To start off, intelligence is immense and innumerable and therefore is impossible to be evaluated by a single test. Howard Gardner, Hobbs professor of Cognition and Education in Harvard Graduate School of Education, has disputed against the idea that intelligence is a single entity that can be measured simply via IQ tests. Moreover, Gardner devised an enumeration of the seven aspects in intelligence: linguistic, logical-mathematical, musical, artistic, spatial, social, and personal adjustment (Gardner 41-43). However, the preponderance of IQ tests simply focus on the linguistic, logical-mathematical, and spatial aspects of intelligence-- which is severely inadequate for a test asserted to measure intelligence. In addition, Walter Lippmann an American intellect and an awardee of two Pulitzer Prizes, undermined the IQ tests by stating “We cannot measure intelligence when we have not defined it.” Hence, Lippmann is depicting IQ tests as fruitless assessments due to the indeterminate definition of intelligence. Would you want your children to be evaluated by a test with fallible and vague purposes? Or worse, would you want that test to have a pivotal impact to your children’s future? I don’t think so, everyone desires equity and rational assessments. Inevitably, the ambiguity in the definition of intelligence evidently portrays the fallibility and insufficient elements of the IQ test.
Additionally, the IQ test is preparable and the IQs are crucially influenced by the environment. In other words, children living in a studious environment with ample support will unquestionably have a higher IQ-- which demolishes the purpose of IQ tests. Surprisingly, there are competitive parents who prepare their 4-year-olds for the exams (Senior 3). Expensive test-prep kits and high-end education consultancies began to proliferate as these parents are willing to spend thousands of dollars for the “kindergarten entrance exam preparation”. Suzanne Rheault, M.I.T graduate and the founder of one of the most popular education consultancies, stated that “I (Rheault) can understand people getting offended by 4-year-olds getting tutoring for these exams” and admitted the absurdity of preparing 4-year-olds for kindergarten entrance exams. On the other hand, environment is a decisive factor in a child’s IQ. Children with abundant interactions and exposures with adults’ intelligences tend to have a superior intellectual development. For an example, a scrutinization was made to two congregations of children who lived in two divergent environments. Momentarily after their birth, one group of children was raised by poorly educated parents while the other group of children was raised by much better educated parents. Years later, the children raised by poorly educated parents averaged an IQ of 95 while the children raised by better educated families averaged an IQ of 109 (Richwine 4). Thus, the stunning 14 point gap in the IQs of these two groups of children irrefutably reflects the crucial influence of environment to the IQ scores. IQ tests evaluate “intelligence”-- which is supposedly an innate ability-- and selective schools require IQs in order to perceive the potential aptitude of the applicants. However, with the devious preparation and influence from the environment makes the IQ test inequitable and therefore the IQ test is not an adequate assessment for students.

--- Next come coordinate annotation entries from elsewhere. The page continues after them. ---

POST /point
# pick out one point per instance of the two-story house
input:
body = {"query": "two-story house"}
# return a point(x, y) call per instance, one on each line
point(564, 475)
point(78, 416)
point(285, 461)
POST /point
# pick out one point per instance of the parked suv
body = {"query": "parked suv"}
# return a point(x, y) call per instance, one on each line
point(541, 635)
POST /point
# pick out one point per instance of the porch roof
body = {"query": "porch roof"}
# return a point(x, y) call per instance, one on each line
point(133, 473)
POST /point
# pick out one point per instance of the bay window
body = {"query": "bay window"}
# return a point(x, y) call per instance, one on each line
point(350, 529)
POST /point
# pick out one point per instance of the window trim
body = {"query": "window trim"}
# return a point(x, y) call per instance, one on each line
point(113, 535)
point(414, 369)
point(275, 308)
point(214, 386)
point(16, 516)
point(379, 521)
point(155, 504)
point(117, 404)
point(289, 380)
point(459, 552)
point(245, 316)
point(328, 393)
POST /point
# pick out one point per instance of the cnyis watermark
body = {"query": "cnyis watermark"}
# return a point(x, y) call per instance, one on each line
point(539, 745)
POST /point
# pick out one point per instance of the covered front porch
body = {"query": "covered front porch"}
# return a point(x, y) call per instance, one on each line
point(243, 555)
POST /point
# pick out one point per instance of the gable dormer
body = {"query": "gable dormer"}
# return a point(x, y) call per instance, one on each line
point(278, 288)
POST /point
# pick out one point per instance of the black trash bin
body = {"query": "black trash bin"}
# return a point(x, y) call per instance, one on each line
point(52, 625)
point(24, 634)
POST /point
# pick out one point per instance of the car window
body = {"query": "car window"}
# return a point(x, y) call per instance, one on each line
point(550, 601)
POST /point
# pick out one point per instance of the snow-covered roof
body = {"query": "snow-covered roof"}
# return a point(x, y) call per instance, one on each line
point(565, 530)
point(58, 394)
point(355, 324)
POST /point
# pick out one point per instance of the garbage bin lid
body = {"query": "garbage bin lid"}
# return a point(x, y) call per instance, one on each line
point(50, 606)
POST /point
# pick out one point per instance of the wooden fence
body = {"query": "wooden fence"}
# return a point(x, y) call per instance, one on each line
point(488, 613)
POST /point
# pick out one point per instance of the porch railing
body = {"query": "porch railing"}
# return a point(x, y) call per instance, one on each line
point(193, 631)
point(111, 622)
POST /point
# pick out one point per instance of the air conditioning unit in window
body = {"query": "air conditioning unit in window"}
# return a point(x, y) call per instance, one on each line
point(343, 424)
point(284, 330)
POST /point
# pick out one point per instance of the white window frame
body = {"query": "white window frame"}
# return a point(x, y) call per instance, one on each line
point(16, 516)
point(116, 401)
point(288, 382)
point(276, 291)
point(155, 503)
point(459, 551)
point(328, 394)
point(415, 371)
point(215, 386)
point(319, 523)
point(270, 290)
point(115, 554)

Last but not least, the fluctuation of the IQ certainly subverts the admission processes of selective schools and the validity of the IQ test. These instabilities of the IQ are reflected in the change in time and in the variety of IQ tests. David Lohman, a psychologist at the University of Iowa, substantiated the lability of intelligence in his co-authored paper “Gifted Today but Not Tomorrow?” by signifying that only a stunning 45% of the students who received a 130 or higher on the Stanford-Binet would do so on other similar IQ tests. Therefore, the substantial fraction of the students with differing IQs in various tests represents the unreliability of the IQ tests in general. On the other hand, the IQ significantly fluctuates as a student develops and gets older. Only a quarter of the 4-year-olds who received an IQ of 130 or higher would do so again as 17 year olds-- when they graduate high school (Senior 3). Due the predominance of the students with a fluctuation in their IQs, IQ tests are not accurate and thus are not a reliable source for assessing students-- especially for 4-year-old children with more potential time for fluctuation. Would you think it’s fair if your child fails to attend one of the selective schools due to his/her low IQ but then receives a high enough IQ qualifying for those school a couple years later? On this account, the ambiguity and fluctuations of IQs undermines the dependability of IQ tests used for assessment.
People may still dispute with me and affirm that IQ tests are the most valid assessment for intelligence and that selective school’s utilization of IQ tests is completely reasonable for 4-year-olds. In this case, I firmly believe that these selective schools should allow applicants from all ages to apply to their schools. Simply extending the age requirement can bring equity and stability since the applicant’s change in IQ is taken into account before the applying to the schools. Most importantly, there will be less absurdity of 4-year-olds having to prepare for theses IQ exams while most of the results are flawed.
In conclusion, IQ tests should immediately be eliminated from the application process for selective schools. This fallible exam is severely limited in measuring our intelligence, can be deviously prepared, and have fluctuating results to bring inequity in the application process. Imagine your 4-year-old child taking these futile exams when they should be having their own fun-- they should be playing with blocks instead of arranging them into specific sequences.